# Simplest possible machine learning example: linear regression

We use linear regression i.e. adjusting a straight line to a set of data points as an example of how we can gradually learn the parameters for a model.

## Imports (technical detail)

In [None]:
%matplotlib inline
import numpy
import matplotlib.pyplot as plt

## Training data

In [None]:
X = numpy.array(range(1,11))
y = numpy.array([2.5, 3, 6.5, 7.3, 6.9, 7.3, 10.3, 9.9, 10.3, 12.5])

plt.scatter(X, y)

## Supposed relationship between input and output

From the plot above, it seems reasonable to believe that there is a linear relationship between x values (input) and y values (output).

In [None]:
def line(k, m):
    return k + m*X

## Training the model

We'd like to find out the best values for k and m. This can be done algebraically, but for demonstration purposes we'll do it using machine learning techniques.

We'll use mean squared error as our cost function and optimize using batch gradient descent.

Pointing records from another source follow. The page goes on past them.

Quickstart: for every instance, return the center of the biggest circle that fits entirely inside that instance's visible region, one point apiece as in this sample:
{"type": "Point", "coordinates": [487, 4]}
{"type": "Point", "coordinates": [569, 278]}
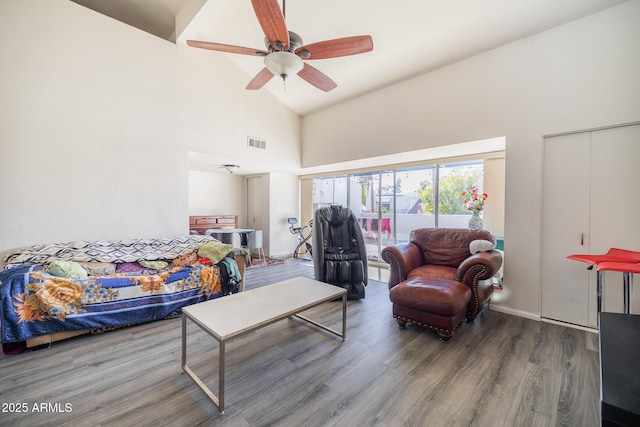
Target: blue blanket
{"type": "Point", "coordinates": [34, 303]}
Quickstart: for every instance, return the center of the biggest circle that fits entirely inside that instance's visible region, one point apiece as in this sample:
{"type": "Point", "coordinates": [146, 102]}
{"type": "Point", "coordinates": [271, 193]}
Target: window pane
{"type": "Point", "coordinates": [340, 190]}
{"type": "Point", "coordinates": [322, 192]}
{"type": "Point", "coordinates": [364, 204]}
{"type": "Point", "coordinates": [454, 179]}
{"type": "Point", "coordinates": [414, 200]}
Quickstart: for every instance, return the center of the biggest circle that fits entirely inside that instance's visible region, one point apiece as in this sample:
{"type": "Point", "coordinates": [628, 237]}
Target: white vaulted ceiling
{"type": "Point", "coordinates": [410, 37]}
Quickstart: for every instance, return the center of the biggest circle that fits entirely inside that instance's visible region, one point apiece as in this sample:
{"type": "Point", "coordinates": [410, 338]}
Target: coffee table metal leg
{"type": "Point", "coordinates": [221, 377]}
{"type": "Point", "coordinates": [219, 402]}
{"type": "Point", "coordinates": [184, 342]}
{"type": "Point", "coordinates": [344, 317]}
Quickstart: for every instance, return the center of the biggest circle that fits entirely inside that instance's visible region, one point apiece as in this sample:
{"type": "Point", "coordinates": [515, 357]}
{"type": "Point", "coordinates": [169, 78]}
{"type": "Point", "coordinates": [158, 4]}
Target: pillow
{"type": "Point", "coordinates": [214, 250]}
{"type": "Point", "coordinates": [128, 267]}
{"type": "Point", "coordinates": [99, 268]}
{"type": "Point", "coordinates": [480, 246]}
{"type": "Point", "coordinates": [154, 265]}
{"type": "Point", "coordinates": [184, 260]}
{"type": "Point", "coordinates": [67, 269]}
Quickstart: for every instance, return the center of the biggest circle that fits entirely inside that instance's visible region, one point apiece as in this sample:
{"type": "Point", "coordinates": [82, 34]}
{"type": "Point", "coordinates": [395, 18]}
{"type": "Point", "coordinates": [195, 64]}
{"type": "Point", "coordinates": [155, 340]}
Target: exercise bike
{"type": "Point", "coordinates": [302, 240]}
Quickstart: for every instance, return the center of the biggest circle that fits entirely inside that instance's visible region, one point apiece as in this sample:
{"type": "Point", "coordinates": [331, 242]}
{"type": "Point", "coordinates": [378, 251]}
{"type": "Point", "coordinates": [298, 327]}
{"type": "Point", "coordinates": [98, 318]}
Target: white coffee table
{"type": "Point", "coordinates": [235, 315]}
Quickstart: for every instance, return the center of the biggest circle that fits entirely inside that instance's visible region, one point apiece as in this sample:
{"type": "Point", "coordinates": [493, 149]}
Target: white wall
{"type": "Point", "coordinates": [578, 76]}
{"type": "Point", "coordinates": [205, 197]}
{"type": "Point", "coordinates": [97, 119]}
{"type": "Point", "coordinates": [284, 199]}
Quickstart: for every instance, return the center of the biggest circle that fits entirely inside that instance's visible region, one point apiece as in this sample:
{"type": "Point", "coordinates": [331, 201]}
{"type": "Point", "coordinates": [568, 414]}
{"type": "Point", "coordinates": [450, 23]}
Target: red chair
{"type": "Point", "coordinates": [615, 259]}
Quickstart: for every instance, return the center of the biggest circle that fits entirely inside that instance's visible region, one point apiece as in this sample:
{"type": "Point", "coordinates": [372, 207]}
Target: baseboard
{"type": "Point", "coordinates": [513, 312]}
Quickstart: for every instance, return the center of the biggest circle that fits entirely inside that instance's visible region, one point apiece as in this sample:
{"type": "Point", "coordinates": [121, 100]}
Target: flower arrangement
{"type": "Point", "coordinates": [473, 200]}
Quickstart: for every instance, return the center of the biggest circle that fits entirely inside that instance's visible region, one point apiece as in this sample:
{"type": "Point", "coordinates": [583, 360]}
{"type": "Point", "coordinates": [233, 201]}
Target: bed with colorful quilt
{"type": "Point", "coordinates": [53, 291]}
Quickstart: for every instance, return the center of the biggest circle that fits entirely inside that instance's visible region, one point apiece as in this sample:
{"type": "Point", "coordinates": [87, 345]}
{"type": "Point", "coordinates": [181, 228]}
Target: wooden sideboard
{"type": "Point", "coordinates": [202, 223]}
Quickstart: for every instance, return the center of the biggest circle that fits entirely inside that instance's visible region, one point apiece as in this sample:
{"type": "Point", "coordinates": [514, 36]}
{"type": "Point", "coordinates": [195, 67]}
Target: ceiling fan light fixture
{"type": "Point", "coordinates": [283, 64]}
{"type": "Point", "coordinates": [231, 168]}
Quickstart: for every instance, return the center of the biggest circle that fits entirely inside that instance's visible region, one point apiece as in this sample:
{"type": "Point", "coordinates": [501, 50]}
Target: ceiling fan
{"type": "Point", "coordinates": [285, 50]}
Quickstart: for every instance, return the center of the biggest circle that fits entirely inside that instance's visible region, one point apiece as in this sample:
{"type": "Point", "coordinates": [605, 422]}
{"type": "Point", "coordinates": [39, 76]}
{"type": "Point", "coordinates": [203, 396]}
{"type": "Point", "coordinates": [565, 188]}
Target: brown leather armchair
{"type": "Point", "coordinates": [443, 253]}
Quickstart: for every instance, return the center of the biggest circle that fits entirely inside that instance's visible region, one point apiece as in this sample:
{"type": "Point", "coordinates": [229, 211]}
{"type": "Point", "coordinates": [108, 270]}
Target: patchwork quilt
{"type": "Point", "coordinates": [34, 302]}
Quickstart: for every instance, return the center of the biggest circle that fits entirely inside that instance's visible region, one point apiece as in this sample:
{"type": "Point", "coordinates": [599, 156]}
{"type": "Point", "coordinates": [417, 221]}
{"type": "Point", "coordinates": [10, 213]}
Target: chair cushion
{"type": "Point", "coordinates": [447, 246]}
{"type": "Point", "coordinates": [440, 296]}
{"type": "Point", "coordinates": [434, 272]}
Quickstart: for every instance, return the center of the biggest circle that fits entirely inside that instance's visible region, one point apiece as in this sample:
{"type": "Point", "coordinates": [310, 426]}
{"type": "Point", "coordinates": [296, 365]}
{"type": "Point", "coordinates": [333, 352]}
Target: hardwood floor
{"type": "Point", "coordinates": [499, 371]}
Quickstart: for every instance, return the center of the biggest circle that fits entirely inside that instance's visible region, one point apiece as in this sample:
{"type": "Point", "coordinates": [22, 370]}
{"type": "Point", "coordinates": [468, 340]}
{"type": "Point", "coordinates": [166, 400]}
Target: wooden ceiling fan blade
{"type": "Point", "coordinates": [219, 47]}
{"type": "Point", "coordinates": [317, 78]}
{"type": "Point", "coordinates": [272, 22]}
{"type": "Point", "coordinates": [261, 79]}
{"type": "Point", "coordinates": [337, 47]}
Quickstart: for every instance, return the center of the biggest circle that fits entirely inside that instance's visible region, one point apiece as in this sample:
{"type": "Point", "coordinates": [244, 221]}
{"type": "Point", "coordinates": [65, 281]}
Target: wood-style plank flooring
{"type": "Point", "coordinates": [499, 371]}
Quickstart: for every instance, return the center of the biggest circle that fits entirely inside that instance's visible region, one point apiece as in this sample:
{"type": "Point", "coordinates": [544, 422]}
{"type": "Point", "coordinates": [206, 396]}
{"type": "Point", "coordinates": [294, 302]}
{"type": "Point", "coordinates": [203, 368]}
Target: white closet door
{"type": "Point", "coordinates": [615, 203]}
{"type": "Point", "coordinates": [565, 230]}
{"type": "Point", "coordinates": [591, 203]}
{"type": "Point", "coordinates": [255, 203]}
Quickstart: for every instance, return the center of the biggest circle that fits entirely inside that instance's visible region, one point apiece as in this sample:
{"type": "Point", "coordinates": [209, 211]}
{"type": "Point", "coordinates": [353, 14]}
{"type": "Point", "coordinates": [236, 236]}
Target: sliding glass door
{"type": "Point", "coordinates": [389, 204]}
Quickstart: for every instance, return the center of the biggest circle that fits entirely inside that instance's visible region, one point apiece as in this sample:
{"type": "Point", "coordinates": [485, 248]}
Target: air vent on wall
{"type": "Point", "coordinates": [256, 143]}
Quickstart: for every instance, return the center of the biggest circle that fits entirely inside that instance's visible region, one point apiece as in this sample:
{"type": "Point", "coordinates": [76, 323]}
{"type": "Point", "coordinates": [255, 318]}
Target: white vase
{"type": "Point", "coordinates": [475, 222]}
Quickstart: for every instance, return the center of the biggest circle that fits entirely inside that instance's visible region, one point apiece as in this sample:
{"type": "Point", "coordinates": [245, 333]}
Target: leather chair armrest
{"type": "Point", "coordinates": [479, 266]}
{"type": "Point", "coordinates": [402, 258]}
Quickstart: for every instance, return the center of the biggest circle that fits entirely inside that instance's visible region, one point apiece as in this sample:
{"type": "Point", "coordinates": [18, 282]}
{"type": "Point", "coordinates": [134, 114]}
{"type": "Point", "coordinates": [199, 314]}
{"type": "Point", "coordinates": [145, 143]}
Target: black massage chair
{"type": "Point", "coordinates": [339, 254]}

The model training setup looks like this:

![Model training setup](linear_regression.jpg)

In [None]:
alpha = 0.01 # learning rate

def plot_current_state(k, m, cost_history):
    plt.figure(figsize=(16, 6))
    plt.subplot(1,2,1)
    plt.xlabel("X", fontsize=20, fontweight='bold')
    plt.ylabel("y", fontsize=20, fontweight='bold')
    plt.plot(X, line(k, m), 'r-')
    plt.plot(X, y, 'bo')
    plt.subplot(1,2,2)
    plt.xlim(0, 10)
    plt.xlabel("iteration", fontsize=20, fontweight='bold')
    plt.ylabel("cost", fontsize=20, fontweight='bold')
    plt.plot(range(len(cost_history)), cost_history, 'rx-', markersize=12, linewidth=1)
    plt.show()

def mean_squared_error(predicted_y, actual_y):
    errors = numpy.subtract(predicted_y, actual_y)
    squared_errors = numpy.multiply(errors, errors)
    return 0.5 * (1/len(errors)) * numpy.sum(squared_errors) 

def update_parameters_with_gradient_descent(k, m):
    errors = numpy.subtract(line(k, m), y)
    k = k - alpha * (1/len(X)) * numpy.sum(errors)
    m = m - alpha * (1/len(X)) * numpy.sum(numpy.multiply(errors, X))
    return (k, m)

def training_iteration(k, m, cost_history):
    (k, m) = update_parameters_with_gradient_descent(k, m)
    current_cost = mean_squared_error(line(k, m), y)
    
    cost_history.append(current_cost)
    plot_current_state(k, m, cost_history)
    
    return (k, m, cost_history)

In [None]:
k = 0
m = 0
cost = mean_squared_error(line(k, m), y)

cost_history = [] # this is just to be able to plot the data

In [None]:
(k, m, cost_history) = training_iteration(k, m, cost_history)